U.S. & Cuba
Hispanic Studies Professor Optimistic About Renewed Relations
By Kelly Saavedra
Change doesn’t happen overnight, especially if you’re talking about two neighbors who haven’t spoken to each other in more than 50 years.
But Cuban-born Kenya Dworkin, a professor of Hispanic Studies at Carnegie Mellon, is optimistic about the possibilities between Cuba and the U.S., now that President Barack Obama has begun to re-establish diplomatic relations with the island nation.
The relationship turned cold in 1959, when Fidel Castro and his rebels ousted President Fulgencio Batista, replacing his government with a socialist state.

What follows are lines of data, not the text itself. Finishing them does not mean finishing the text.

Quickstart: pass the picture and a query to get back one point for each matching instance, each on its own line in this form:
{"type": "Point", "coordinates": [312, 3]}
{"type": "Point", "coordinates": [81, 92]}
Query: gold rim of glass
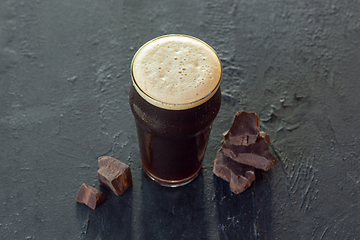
{"type": "Point", "coordinates": [167, 105]}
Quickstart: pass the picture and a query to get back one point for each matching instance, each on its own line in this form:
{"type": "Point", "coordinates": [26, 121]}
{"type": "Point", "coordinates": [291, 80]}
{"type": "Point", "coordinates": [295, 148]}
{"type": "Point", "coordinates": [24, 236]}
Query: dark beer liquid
{"type": "Point", "coordinates": [173, 142]}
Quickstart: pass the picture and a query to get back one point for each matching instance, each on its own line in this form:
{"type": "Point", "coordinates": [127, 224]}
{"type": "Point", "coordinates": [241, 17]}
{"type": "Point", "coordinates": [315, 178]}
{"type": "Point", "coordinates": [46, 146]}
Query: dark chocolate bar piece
{"type": "Point", "coordinates": [239, 176]}
{"type": "Point", "coordinates": [265, 136]}
{"type": "Point", "coordinates": [90, 196]}
{"type": "Point", "coordinates": [114, 174]}
{"type": "Point", "coordinates": [245, 129]}
{"type": "Point", "coordinates": [257, 154]}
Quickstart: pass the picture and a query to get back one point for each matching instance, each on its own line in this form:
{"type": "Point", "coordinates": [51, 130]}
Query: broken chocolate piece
{"type": "Point", "coordinates": [265, 136]}
{"type": "Point", "coordinates": [245, 129]}
{"type": "Point", "coordinates": [239, 176]}
{"type": "Point", "coordinates": [114, 174]}
{"type": "Point", "coordinates": [257, 154]}
{"type": "Point", "coordinates": [90, 196]}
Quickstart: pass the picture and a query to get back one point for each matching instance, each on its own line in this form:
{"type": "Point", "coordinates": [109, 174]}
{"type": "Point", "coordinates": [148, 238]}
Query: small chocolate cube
{"type": "Point", "coordinates": [114, 174]}
{"type": "Point", "coordinates": [239, 176]}
{"type": "Point", "coordinates": [90, 196]}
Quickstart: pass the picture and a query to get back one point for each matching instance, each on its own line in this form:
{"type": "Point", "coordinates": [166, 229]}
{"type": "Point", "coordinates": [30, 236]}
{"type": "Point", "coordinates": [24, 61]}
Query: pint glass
{"type": "Point", "coordinates": [175, 97]}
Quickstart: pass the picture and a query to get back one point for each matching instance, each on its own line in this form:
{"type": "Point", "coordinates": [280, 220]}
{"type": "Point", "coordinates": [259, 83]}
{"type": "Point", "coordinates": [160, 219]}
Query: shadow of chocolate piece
{"type": "Point", "coordinates": [244, 129]}
{"type": "Point", "coordinates": [257, 154]}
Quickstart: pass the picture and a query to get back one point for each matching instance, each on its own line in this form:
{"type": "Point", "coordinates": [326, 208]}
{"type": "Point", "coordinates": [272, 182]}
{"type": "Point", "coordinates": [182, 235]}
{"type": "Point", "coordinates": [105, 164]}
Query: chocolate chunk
{"type": "Point", "coordinates": [114, 174]}
{"type": "Point", "coordinates": [257, 154]}
{"type": "Point", "coordinates": [245, 128]}
{"type": "Point", "coordinates": [239, 176]}
{"type": "Point", "coordinates": [90, 196]}
{"type": "Point", "coordinates": [265, 136]}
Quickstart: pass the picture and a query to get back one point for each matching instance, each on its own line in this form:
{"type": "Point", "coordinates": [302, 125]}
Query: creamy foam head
{"type": "Point", "coordinates": [176, 72]}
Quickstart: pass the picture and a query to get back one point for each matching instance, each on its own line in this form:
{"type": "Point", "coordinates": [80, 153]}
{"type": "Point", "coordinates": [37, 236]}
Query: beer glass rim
{"type": "Point", "coordinates": [167, 105]}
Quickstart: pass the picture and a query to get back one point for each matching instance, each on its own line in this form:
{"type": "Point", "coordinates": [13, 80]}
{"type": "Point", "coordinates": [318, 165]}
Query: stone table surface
{"type": "Point", "coordinates": [64, 84]}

“I tell my students that you have to know a little bit of history to fully understand the momentous nature of these announcements,” said Dworkin, who moved from Cuba to New York when she was 8 months old. “I’m all for it, but change takes time. It is yet to be seen who will benefit from these decisions and how.”
Americans traveling to Cuba as tourists will benefit by no longer having to apply for a license from the Treasury Department. But Dworkin said an increase in American tourism is unlikely to benefit Cubans.
“America is not going to come in like a knight on a white horse. Cuba has had a lot of foreign tourists, and they still make miserable wages and live in dire circumstances,” she said.
Cuba’s workforce is highly educated — education is free in Cuba — but good jobs pay little. She said many doctors and engineers in Cuba are driving taxis because they can make more money that way.
It’s in business where Dworkin sees the biggest benefit for both countries. She believes Cubans and Americans could become great partners in agriculture.
“Cuba has to import its rice from China, but they could be importing it from Louisiana, which would get [the rice] there overnight and result in far lower shipping costs,” she said.
So far, talks between the two nations have not gone smoothly — they’ve already had a falling out over immigration policy — but they are talking, something they refused to do before.
She recalled Cuba’s expertise in hurricane relief and its offer to help America in the aftermath of Hurricane Katrina.
“Given how unable we were to deal with Katrina, Cuba offered to send up 50 hurricane relief experts,” she said. “And we didn’t even bother to say, ‘No, thank you.’ We said nothing. And people died.”
Dworkin noted that Cuba’s advances in biomedicine also could benefit Americans. For example, she said a medication used in Cuba to treat brain tumors has far fewer side effects than the U.S. version of the medication.
“There’s a lot to be gained here, just as Cuba has things to gain from us,” she said.
While the two neighbors work at mending fences, Dworkin will continue to work at dismantling popular myths about Cuban culture, one of the most widespread being what it’s like to live in a socialist society.
“I think Americans misunderstand it. There is this vision of Big Brother watching you in Cuba,” Dworkin said. “If you are politically active or openly against the government in Cuba, then yes, the government will watch you every day, and even punish you. But if you are a law-abiding citizen who goes about his or her business every day in Cuba, you are not disturbed by the government.”
Through her insightful teaching of the country’s vibrant culture and unique history, she hopes students will see past Cuba’s rum and Salsa music and discover a country historically known for its brilliant writers and painters, an extraordinary national ballet school, sports and diversity.
“We talk about diversity here,” she said, “but we don’t live it the same way people live it there.”
Cuban rapper and hip-hop artist David D. Omni, local rapper BZE Ojeda and local entrepreneur Nate DJNateDaPhatBarberMitchell pose for a picture with Hispanic Studies Professor Kenya Dworkin (above, l. to rt.)during a recent event she co-organized for Cuban civil rights activists.